Dependency-free examples show the integration seam:

```bash
python examples/03_langgraph_adapter.py
python examples/wrap_existing_agent.py
```

The goal is narrow: traces, thresholds, guarded strategy application, and
rollback evidence around an agent you already have.

---

## Trace storage

By default, traces are written to a readable `traces.jsonl` file with a
cross-platform sidecar lock. For multi-worker deployments, switch to SQLite:

```python
from self_improving_loop import SelfImprovingLoop

loop = SelfImprovingLoop(storage="sqlite")
```

This writes `traces.sqlite3` with WAL mode enabled. The public API is unchanged:
`execute_with_improvement()` records traces, and the loop reads them back for
thresholds, metrics, and rollback checks.

---

## Optional Yijing policy strategy

The Yijing layer is implemented as a deterministic state machine, not as a
fortune-telling layer:

`runtime traces -> six engineering lines -> hexagram state -> policy patch`

The six lines are:

1. stability
2. efficiency
3. learning activity
4. routing accuracy
5. collaboration
6. governance

Use it as the strategy:

```python
from self_improving_loop import SelfImprovingLoop, YijingEvolutionStrategy

loop = SelfImprovingLoop(
strategy=YijingEvolutionStrategy(),
config_adapter=my_config_adapter,
)
```

`improvement_strategy=` remains supported for backward compatibility.

The engineering mapping is explicit:

| Line | Dimension | Yang means | Yin means |
|---|---|---|---|
| 1 | stability | dependencies are healthy | API/network/dependency failure |
| 2 | efficiency | high success, low latency | low success or high latency |
| 3 | learning activity | feedback / recovery signal exists | repeated failure without learning |
| 4 | routing accuracy | model/tool choice looks correct | wrong model/tool/schema drift |
| 5 | collaboration | tools / agents hand off cleanly | conflicts or context breaks |
| 6 | governance | cost and rollout are bounded | quota, cost, or policy drift |

The first version supports eight core policy states: Qian, Kun, Zhen, Kan, Bo,
Fu, Ji Ji, and Wei Ji.
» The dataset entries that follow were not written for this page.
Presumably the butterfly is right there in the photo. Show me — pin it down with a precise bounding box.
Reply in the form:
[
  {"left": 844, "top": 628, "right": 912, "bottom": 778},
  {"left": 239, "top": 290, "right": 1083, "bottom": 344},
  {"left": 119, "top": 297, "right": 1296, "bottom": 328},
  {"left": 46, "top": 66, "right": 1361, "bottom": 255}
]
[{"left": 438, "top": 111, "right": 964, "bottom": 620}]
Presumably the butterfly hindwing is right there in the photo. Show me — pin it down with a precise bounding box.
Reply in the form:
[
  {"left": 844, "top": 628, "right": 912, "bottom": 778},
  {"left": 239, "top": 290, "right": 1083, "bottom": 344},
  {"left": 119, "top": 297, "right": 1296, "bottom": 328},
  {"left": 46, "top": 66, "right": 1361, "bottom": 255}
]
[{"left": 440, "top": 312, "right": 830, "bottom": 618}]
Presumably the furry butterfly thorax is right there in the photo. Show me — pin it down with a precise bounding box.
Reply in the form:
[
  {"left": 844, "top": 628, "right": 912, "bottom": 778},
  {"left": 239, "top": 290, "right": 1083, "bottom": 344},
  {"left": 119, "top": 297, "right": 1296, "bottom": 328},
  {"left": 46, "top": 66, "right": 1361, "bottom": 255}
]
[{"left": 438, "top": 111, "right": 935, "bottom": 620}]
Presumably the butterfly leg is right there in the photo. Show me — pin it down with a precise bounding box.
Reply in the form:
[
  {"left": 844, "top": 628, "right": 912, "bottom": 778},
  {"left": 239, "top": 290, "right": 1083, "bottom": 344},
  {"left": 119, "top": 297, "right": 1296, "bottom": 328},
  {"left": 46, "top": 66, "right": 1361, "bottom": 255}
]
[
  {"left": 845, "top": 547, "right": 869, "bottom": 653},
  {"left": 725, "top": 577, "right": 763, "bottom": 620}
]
It returns a bounded config patch and relies on the same
canary/rollback path as any other strategy.

---

## Why this exists

Most agents have this failure mode:

1. You ship an agent.
2. It works for a week.
3. Something upstream changes (rate limits, schema drift, a new edge case).
4. Your agent starts failing.
5. You find out three days later from angry users.
6. You tweak a config, hope for the best, ship it.
7. The tweak makes another scenario worse.
8. You roll it back manually, losing the original learning.

`self-improving-loop` turns steps 3–8 into a tight feedback loop that runs inside your process, without needing observability infra, Kubernetes, or a dedicated ML team.

---

## Adaptive thresholds (no magic numbers)

Different agents have different "pulse rates". A critical alerting agent should reconsider after 1 failure; a batch classifier can tolerate 5 before triggering analysis. The library classifies agents by execution frequency and adjusts:

The automatic profile is based on `exec_count_24h`; override it with `set_manual_threshold()` when production semantics matter more than raw frequency.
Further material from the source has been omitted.